4) Kristi Noem is a better option than Ramaswamy, but her name recognition could be a liability. Despite getting some attention from right-wing media, Noem isn’t very well-known outside of that bubble. She’s the governor of South Dakota and is quite popular there, but Trump already has South Dakota locked up– she wouldn't bring anything special to his ticket. 

3) Elise Stefanik is a solid option for Trump because she’s young and relatively popular amongst different factions of the GOP. She started her career as a moderate who wasn’t afraid of bipartisanship, and while she’s moved substantially to the right in recent years, some still remember her as someone who hadn’t totally bent the knee to Trump. She can try to balance different parts of the Republican electorate to bring in more support– something Trump alone can’t do now.   

2) Tim Scott is relatively well-liked amongst the GOP, and he’s one of the few in his party who can get along with MAGA and non-MAGA folks. He has a more optimistic demeanor than Trump, which could balance out the optics of their ticket. Additionally, as a black man, Trump can point to his support when critics accuse him of racism, which doesn't exempt him from it whatsoever, but it is a Trump move to use the identity of his peers in his favor.

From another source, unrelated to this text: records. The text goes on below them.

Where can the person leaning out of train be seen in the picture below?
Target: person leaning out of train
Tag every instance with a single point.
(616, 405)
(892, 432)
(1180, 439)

1) Nikki Haley isn’t very well-liked by Trump’s base, and her growing feud with the former president– whom she’s currently competing against for the GOP nomination– indicates she wouldn’t be welcomed on a Trump ticket. Nonetheless, it makes perfect sense to choose her because she’d bring in moderate voters and reassure Trump skeptics within the party that it’s ok to vote for him in November. Haley is an electable candidate, and poll after poll shows her beating President Biden in a hypothetical general election matchup. Electability is precisely what Trump needs to balance out his ticket.